必要を超える部分は「ただでも」要らない。
いやいや、11月と12月前半は家庭菜園も豊作で、一般市民が趣味で作った野菜が、成りすぎたために自家消費だけでは余りまくり、近隣の家々同士でただでやり取りしていたのだ。
ただで手に入るものをお金を出して買うことはない。
だから流通段階で売れ残り、滞留する。
滞留して商品が傷み、最悪廃棄になれば、そのロスは流通業の負担となる。
以前も書いたが、夏は暑く、冬は寒いことが日本の食においては「あるべき姿」なのだ。
夏は暑いからこそ冷たいものを体が欲し、トマトやレタスなどサラダ商材がメインとなる。
冬は寒いからこそ鍋物料理が食べたくなり、ダイコンや白菜、ネギなど加熱商材がよく売れるようになる。

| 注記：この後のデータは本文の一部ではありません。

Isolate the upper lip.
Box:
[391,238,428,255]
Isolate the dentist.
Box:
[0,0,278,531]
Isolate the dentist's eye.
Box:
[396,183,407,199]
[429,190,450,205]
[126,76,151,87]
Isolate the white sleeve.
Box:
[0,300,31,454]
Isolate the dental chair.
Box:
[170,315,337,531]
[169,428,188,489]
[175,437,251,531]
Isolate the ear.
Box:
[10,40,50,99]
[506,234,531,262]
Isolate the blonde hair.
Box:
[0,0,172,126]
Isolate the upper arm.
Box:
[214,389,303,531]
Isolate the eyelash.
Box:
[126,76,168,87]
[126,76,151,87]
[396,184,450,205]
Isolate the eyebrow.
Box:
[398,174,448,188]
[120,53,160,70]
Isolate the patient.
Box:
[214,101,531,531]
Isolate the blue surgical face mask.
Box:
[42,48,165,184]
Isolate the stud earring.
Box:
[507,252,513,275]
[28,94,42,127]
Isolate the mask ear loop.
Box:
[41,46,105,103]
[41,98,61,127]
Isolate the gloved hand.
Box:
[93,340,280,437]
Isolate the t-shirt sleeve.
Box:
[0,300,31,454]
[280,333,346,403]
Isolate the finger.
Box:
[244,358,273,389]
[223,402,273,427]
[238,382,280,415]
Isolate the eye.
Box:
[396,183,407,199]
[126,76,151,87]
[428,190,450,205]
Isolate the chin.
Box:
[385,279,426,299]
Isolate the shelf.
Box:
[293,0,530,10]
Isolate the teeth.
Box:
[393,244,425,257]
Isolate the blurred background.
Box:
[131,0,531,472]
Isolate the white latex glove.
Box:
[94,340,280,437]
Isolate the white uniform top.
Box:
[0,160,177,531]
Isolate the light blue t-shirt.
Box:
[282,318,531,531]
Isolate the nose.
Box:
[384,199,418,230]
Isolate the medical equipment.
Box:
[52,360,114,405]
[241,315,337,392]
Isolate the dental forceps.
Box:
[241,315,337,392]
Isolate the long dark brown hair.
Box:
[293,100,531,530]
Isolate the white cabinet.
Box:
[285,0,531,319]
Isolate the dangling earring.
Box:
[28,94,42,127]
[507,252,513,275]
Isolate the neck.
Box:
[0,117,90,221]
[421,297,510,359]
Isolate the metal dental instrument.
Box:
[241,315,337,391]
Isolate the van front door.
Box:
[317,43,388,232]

そのサイクルが狂うと途端に需給バランスがおかしくなって値段が乱高下する。
特に「需要<供給」が長引くと利益を確保できない販売環境が慢性化する。
今も昔もこの業界は「お天気頼み」から抜け出せない体質がある。
「だから市場流通はダメなのだ」と厳しく言う人もいるが、ある程度は致し方ないことなのである。
だから、待ちに待った寒波到来である。
昨晩から雪が降った。
金沢はうっすらと白くなってすぐに消えたが、能登では20センチ積もった。
秋冬野菜の需要が高まるのはもちろんだが、収穫前の農産物の生育が鈍る。
雪が積もれば、収穫作業も滞る。
必然的に流通量が減って、供給過多が解消される。
大雪・豪雪は困りものだが、キュンと冷えてうっすら積もる程度の雪景色が一番よろしい。
そんな都合の良い具合は望むべくもないが、近年、異常気象の連続で翻弄され続ける中、時々はこちらに有りがたい環境がやってきてもバチは当たらないと思うのだが。